The 2017 Louis-Jeantet Prize Winners

The 2017 Louis-Jeantet Prize for Medicine is awarded to SILVIA ARBER, Professor of Neurobiology at the Biozentrum, University of Basel, Switzerland and senior group leader at the Friedrich Miescher Institute (FMI) in Basel, Switzerland, and to the immunologist CAETANO REIS E SOUSA, senior group leader at The Francis Crick Institute, United Kingdom.

The prize winners are conducting fundamental biological research that is expected to be of considerable significance for medicine.

The AWARD CEREMONY will be held in Geneva (Switzerland) on Wednesday, 26 April 2017

SILVIA ARBER, of Swiss nationality, is awarded the 2017 Louis-Jeantet Prize for Medicine for her contributions to our understanding of how movement is controlled in mammals.

Movement is the final common output of the nervous system, and is essential for survival. Silvia Arber’s laboratory has investigated how neuronal circuits control and orchestrate movement, thus contributing to a better understanding of how motor commands for specific actions are generated. As diseases of the nervous system frequently lead to movement disorders, and spinal cord injury causes immobility, the work of Silvia Arber will be essential for future interventions.

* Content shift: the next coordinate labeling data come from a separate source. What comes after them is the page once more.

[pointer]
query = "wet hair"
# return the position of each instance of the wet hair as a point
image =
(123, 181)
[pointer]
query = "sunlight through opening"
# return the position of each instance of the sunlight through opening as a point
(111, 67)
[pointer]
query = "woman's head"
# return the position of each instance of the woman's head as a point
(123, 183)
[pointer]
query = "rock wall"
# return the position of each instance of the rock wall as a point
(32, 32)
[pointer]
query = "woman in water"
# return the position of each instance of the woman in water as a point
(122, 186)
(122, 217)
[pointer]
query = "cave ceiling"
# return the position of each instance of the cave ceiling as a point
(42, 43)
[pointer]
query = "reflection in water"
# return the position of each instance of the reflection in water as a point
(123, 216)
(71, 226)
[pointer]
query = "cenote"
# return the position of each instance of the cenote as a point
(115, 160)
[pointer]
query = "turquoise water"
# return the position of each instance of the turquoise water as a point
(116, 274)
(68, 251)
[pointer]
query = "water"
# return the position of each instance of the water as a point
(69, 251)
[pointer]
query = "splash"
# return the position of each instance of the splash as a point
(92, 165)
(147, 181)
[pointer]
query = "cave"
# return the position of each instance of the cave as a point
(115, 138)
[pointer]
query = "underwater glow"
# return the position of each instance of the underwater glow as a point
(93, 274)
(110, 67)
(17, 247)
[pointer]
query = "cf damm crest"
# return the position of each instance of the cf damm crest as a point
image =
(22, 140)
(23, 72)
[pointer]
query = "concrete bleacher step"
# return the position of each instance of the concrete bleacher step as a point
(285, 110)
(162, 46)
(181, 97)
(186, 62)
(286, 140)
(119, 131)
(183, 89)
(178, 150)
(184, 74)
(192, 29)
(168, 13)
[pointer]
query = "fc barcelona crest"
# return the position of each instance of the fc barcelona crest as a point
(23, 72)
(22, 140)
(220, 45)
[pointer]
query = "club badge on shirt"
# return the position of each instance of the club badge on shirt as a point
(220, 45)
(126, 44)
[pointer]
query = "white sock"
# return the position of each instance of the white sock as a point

Silvia Arber will use the prize money to conduct further research on how neuronal circuits regulate the diversification of motor behavioural programs.

CAETANO REIS E SOUSA, of Portugal, is awarded the 2017 Louis-Jeantet Prize for Medicine for his contribution to our understanding of the mechanisms by which the immune system senses pathogen invasion and tissue damage.

Our immune system detects and responds to infections. It also destroys abnormal cells thereby acting as a line of defence from many cancers. Caetano Reis e Sousa’s laboratory has made a series of seminal observations that place dendritic cells, key antigen presenting cells, as major sensors of invading pathogens as well as of dying infected and cancer cells. His work has important implications for the development of new vaccines and the treatment of cancer using immunotherapy.

Caetano Reis e Sousa will use the Prize money to continue to study the mechanisms that allow the immune system to detect the presence of pathogens and dead cells.